Çizgi film de böyle mesela. İlla ki eğitmeli mi çocuğu çizgi film? İlla değerlerimizi öğretmeli mi? İlla o televizyonun başından kalktığında bir şeyler öğrenmiş mi olmalı? Biz çoğu zaman sırf eğlenmek için televizyon izlemiyor muyuz?

Çok sordum farkındayım, ama bence – kötü örnek olmadığı sürece – çizgi filmlerin eğlendirmesi daha önemli.

Arca, hastane günlerine kadar hemen hemen hiç televizyon izlememişti, demek ki iki yaşına kadar diyebiliriz. Şimşek Mcqueen ile o ilaç saatlerinde tanıştı ve hemen her erkek çocuğu gibi hastası oldu. Ondan önce hafta bir izlemesine izin verdiğimiz Mickey’nin Klüp evi vardı gündemimizde. Kayyu kitap olarak girdi evimize, rastladığımızda izlemesine izin verdik. Açıkçası ailece çizgi film kültürümüz bunlarla sınırlı. Karşılaştırma yapmak gibi bir iddiam olamaz, zira uzman değilim.
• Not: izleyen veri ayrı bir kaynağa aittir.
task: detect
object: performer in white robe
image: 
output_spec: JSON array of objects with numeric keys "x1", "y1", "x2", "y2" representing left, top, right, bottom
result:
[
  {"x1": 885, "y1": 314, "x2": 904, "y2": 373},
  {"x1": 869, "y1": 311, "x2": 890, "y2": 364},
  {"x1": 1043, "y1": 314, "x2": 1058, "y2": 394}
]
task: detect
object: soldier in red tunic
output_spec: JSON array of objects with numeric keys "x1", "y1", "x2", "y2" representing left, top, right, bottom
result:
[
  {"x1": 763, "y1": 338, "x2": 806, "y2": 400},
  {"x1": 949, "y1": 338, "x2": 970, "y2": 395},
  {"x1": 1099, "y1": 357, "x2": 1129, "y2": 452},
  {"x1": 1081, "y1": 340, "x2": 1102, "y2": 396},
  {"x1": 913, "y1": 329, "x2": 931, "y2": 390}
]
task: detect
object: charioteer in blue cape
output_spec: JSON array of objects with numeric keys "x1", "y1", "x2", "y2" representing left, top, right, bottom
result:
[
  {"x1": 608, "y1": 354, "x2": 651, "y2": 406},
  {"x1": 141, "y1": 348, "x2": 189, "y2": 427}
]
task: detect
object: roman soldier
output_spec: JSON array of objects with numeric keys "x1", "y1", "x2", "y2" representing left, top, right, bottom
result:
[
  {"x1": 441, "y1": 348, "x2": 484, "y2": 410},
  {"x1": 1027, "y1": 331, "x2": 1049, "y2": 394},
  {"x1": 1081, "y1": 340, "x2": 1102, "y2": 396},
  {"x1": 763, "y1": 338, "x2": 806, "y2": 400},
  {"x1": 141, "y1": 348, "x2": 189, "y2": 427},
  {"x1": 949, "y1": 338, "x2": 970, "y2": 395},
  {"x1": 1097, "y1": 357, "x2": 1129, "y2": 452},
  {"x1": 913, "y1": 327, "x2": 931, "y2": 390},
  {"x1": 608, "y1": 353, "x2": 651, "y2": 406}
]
Ama hiç çocuğum eğitiliyor mu bunları izlerken diye düşünmedim. Eğleniyordu sadece.

Bence çocuklar çizgi filmden değil, aileden öğrenmeli. Bizim vermek istediklerimizi en iyi biz verebiliriz. Bizden gördükleri ile öğrenebilirler, sokma akılla değil.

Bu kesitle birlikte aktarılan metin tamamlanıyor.